Intel spills the beans on Skylake’s graphics

Sky-and-lakeIntel has been releasing a few details about what is under the bonnet of its Skylake integrated graphics system.

A white paper on Intel’s website detailing the compute architecture of Intel’s “Gen9” graphics. It’s an update to the Gen8 whitepaper which can be found in all its glorious whiteness here .

As with previous Core processors, Skylake uses a System-on-Chip (SoC) architecture.

“Intel 6th generation Core processors are complex SoCs integrating multiple CPU cores, Intel processor graphics, and potentially other fixed functions all on a single shared silicon die,” the white paper says.

“The architecture implements multiple unique clock domains, which have been partitioned as a per-CPU core clock domain, a processor graphics clock domain, and a ring interconnect clock domain. The SoC architecture is designed to be extensible for a range of products, and yet still enable efficient wire routing between components within the SoC.”

Ring topology is an on-die bus between CPU cores, caches, and graphics. It’s bi-directional and 32-bytes wide with separate lines for different tasks. All off-chip system memory transactions going to and from the CPU cores and to and from the graphics portion, are facilitated by the ring interconnect.

However what Skylake has is a coherent SVM write performance is significantly improved via new LLC cache management policies. L3 cache capacity has been increased to 768 Kbytes per slice, that’s 512 Kbytes for application data.

The sizes of both L3 and LLC request queues have been increased and EDRAM now acts as a memory-side cache between LLC and DRAM. The EDRAM memory controller has moved into the system agent, adjacent to the display controller, to support power efficient and low latency display refresh.
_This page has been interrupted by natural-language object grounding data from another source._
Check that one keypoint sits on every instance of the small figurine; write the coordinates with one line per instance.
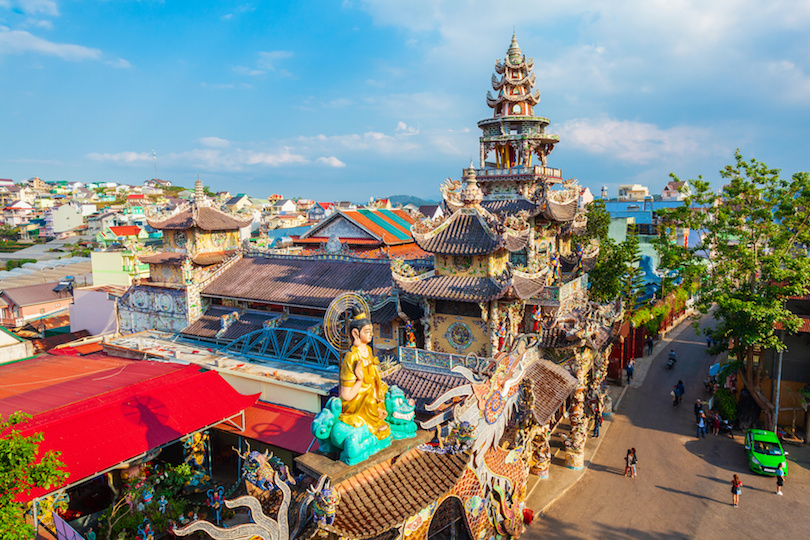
(215, 502)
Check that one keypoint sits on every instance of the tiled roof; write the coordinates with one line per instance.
(463, 233)
(300, 281)
(164, 257)
(527, 287)
(460, 288)
(384, 496)
(511, 206)
(207, 259)
(40, 293)
(423, 386)
(208, 219)
(388, 226)
(208, 325)
(560, 212)
(551, 386)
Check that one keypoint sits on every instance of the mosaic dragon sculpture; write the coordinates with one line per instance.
(357, 444)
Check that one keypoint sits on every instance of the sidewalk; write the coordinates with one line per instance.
(543, 493)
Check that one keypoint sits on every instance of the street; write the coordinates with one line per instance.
(683, 488)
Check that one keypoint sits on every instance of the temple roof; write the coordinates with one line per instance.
(512, 206)
(384, 496)
(465, 232)
(205, 218)
(177, 259)
(459, 288)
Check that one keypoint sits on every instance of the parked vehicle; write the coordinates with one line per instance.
(764, 451)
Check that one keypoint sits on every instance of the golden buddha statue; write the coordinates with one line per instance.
(361, 388)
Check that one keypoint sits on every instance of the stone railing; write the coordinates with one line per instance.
(412, 355)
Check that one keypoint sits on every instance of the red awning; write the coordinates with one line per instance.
(279, 426)
(100, 432)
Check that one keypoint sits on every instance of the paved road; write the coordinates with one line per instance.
(683, 489)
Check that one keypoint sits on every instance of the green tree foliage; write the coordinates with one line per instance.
(20, 471)
(756, 233)
(614, 274)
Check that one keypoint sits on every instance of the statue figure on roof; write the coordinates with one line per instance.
(358, 424)
(361, 387)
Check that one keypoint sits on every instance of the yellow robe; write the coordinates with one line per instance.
(368, 406)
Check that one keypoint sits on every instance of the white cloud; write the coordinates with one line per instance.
(121, 157)
(635, 142)
(330, 161)
(20, 41)
(270, 60)
(244, 70)
(214, 142)
(34, 7)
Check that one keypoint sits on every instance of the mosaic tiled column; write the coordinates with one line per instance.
(575, 446)
(541, 453)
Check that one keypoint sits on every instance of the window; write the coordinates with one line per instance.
(466, 309)
(387, 331)
(519, 258)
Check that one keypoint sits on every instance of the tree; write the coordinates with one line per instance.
(20, 471)
(751, 258)
(614, 273)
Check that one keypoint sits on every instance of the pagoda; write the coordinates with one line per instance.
(200, 242)
(509, 258)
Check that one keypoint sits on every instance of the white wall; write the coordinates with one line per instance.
(93, 311)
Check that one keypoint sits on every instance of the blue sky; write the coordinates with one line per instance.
(353, 99)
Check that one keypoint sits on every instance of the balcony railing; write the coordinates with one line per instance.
(422, 357)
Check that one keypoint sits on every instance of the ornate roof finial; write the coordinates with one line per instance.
(199, 193)
(471, 195)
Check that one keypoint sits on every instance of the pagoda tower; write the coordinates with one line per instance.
(509, 258)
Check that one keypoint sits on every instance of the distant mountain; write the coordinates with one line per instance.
(409, 199)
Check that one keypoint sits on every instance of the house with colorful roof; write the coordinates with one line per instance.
(19, 305)
(320, 210)
(200, 242)
(364, 231)
(17, 213)
(238, 202)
Texture samplers now natively support an NV12 YUV format for improved surface sharing between compute APIs and media fixed function units.

Gen9 adds native support for the 32-bit float atomics operations of min, max, and compare/exchange. Also the performance of all 32-bit atomics is improved for kernel scenarios that issued multiple atomics back to back.
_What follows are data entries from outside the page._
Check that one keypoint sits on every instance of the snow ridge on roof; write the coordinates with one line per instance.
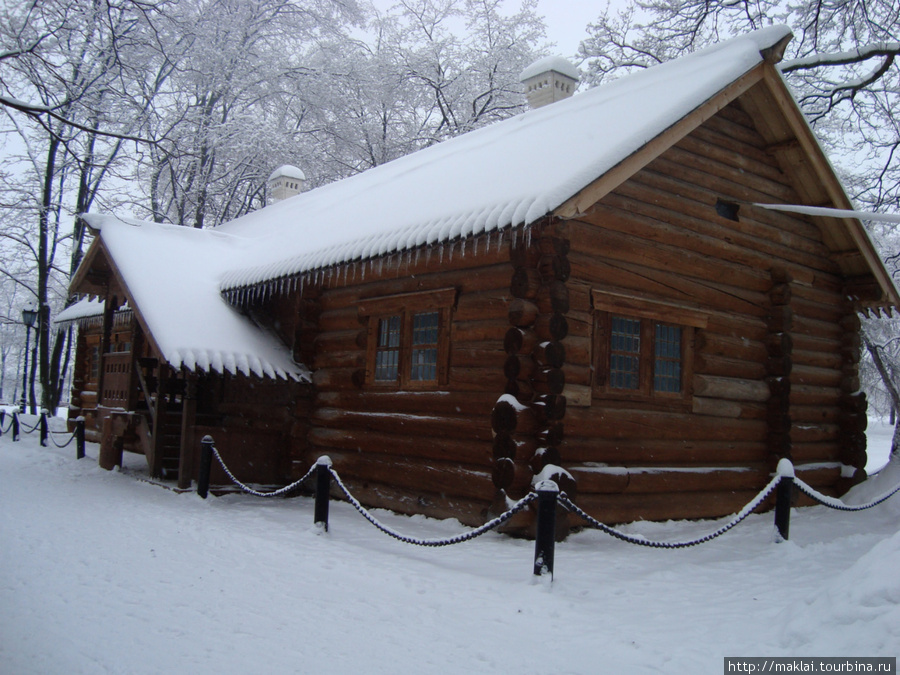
(190, 322)
(508, 174)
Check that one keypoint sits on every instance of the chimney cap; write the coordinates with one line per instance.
(550, 63)
(287, 171)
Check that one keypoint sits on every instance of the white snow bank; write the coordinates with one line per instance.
(102, 573)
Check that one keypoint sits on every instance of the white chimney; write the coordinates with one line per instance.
(549, 80)
(286, 181)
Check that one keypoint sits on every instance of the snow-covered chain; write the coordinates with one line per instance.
(640, 541)
(50, 434)
(448, 541)
(257, 493)
(837, 504)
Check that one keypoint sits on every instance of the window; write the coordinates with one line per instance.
(408, 343)
(638, 354)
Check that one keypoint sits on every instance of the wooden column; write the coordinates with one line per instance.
(188, 417)
(852, 418)
(109, 312)
(779, 344)
(158, 441)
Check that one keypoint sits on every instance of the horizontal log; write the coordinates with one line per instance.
(711, 364)
(550, 407)
(675, 451)
(478, 331)
(577, 395)
(717, 407)
(468, 275)
(519, 341)
(477, 355)
(816, 377)
(551, 327)
(613, 509)
(624, 236)
(610, 425)
(466, 403)
(522, 312)
(554, 268)
(507, 418)
(730, 388)
(413, 478)
(669, 479)
(485, 305)
(468, 451)
(413, 426)
(503, 473)
(334, 359)
(525, 283)
(662, 282)
(553, 297)
(519, 366)
(551, 354)
(577, 350)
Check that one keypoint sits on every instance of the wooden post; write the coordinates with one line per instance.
(206, 446)
(45, 432)
(783, 496)
(188, 414)
(323, 487)
(79, 437)
(545, 540)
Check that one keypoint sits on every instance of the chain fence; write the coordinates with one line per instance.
(739, 517)
(546, 494)
(549, 500)
(17, 426)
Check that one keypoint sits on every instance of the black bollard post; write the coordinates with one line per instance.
(545, 540)
(206, 446)
(79, 438)
(45, 431)
(783, 495)
(323, 489)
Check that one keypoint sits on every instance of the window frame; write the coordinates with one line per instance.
(406, 306)
(650, 314)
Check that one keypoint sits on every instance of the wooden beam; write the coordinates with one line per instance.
(591, 194)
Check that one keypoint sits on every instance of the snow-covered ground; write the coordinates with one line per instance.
(103, 573)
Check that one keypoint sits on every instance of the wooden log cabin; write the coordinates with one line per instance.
(601, 290)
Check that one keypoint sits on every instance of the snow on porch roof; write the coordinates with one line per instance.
(171, 276)
(508, 174)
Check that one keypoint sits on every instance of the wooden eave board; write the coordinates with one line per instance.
(791, 141)
(590, 195)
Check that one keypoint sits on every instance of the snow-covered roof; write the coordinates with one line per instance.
(86, 308)
(509, 174)
(557, 63)
(288, 171)
(191, 324)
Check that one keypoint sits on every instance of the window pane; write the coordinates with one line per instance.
(387, 354)
(424, 351)
(667, 361)
(625, 353)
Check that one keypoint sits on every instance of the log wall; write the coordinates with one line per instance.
(428, 451)
(774, 370)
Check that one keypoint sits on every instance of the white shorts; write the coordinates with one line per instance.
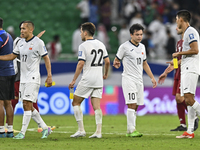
(85, 92)
(29, 91)
(133, 92)
(189, 83)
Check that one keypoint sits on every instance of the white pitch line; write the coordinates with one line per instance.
(109, 133)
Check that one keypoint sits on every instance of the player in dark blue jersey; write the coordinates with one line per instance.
(7, 79)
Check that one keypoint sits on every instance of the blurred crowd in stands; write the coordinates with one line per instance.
(157, 16)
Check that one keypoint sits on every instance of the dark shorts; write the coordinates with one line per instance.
(176, 87)
(7, 87)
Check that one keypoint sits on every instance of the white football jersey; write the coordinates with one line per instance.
(17, 39)
(190, 63)
(92, 52)
(132, 57)
(30, 55)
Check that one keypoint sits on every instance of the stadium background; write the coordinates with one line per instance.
(61, 17)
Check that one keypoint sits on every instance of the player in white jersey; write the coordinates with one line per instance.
(30, 49)
(189, 68)
(133, 56)
(91, 54)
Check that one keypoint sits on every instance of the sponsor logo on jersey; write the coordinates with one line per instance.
(191, 36)
(80, 53)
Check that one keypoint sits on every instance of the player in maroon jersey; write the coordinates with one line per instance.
(181, 105)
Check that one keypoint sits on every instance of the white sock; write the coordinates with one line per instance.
(25, 121)
(131, 120)
(191, 118)
(2, 129)
(37, 118)
(10, 128)
(196, 107)
(6, 126)
(98, 118)
(79, 117)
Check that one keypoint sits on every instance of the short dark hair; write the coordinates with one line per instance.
(185, 14)
(136, 27)
(1, 23)
(89, 27)
(20, 25)
(30, 23)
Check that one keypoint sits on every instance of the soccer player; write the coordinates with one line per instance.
(91, 54)
(7, 79)
(181, 105)
(30, 49)
(190, 68)
(133, 56)
(16, 62)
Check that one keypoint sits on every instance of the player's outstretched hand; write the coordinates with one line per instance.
(162, 78)
(71, 85)
(154, 82)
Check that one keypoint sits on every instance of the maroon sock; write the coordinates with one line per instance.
(181, 112)
(13, 103)
(36, 106)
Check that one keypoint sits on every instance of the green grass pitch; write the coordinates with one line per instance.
(156, 130)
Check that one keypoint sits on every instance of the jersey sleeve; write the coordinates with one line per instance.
(120, 53)
(145, 54)
(191, 36)
(81, 53)
(16, 50)
(42, 49)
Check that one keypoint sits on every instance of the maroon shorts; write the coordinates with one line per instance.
(176, 87)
The chip’s 16-bit floating point capability is improved with native support for denormals and gradual underflow.

Gen9 adds new power gating and clock domains for more efficient dynamic power management. This can particularly improve low power media playback modes.

Skylake’s graphics execution unit (EU) is similar to the Gen8 design. Each Gen9 EU has seven threads to work with, each of which features 128 general purpose registers. Each of those registers can store 32 bytes accessible as a SIMD 8-element vector of 32-bit data elements.

It will be Intel’s fastest integrated Intel HD graphics solutions to date and does have a chance of competing with lower end graphics cards.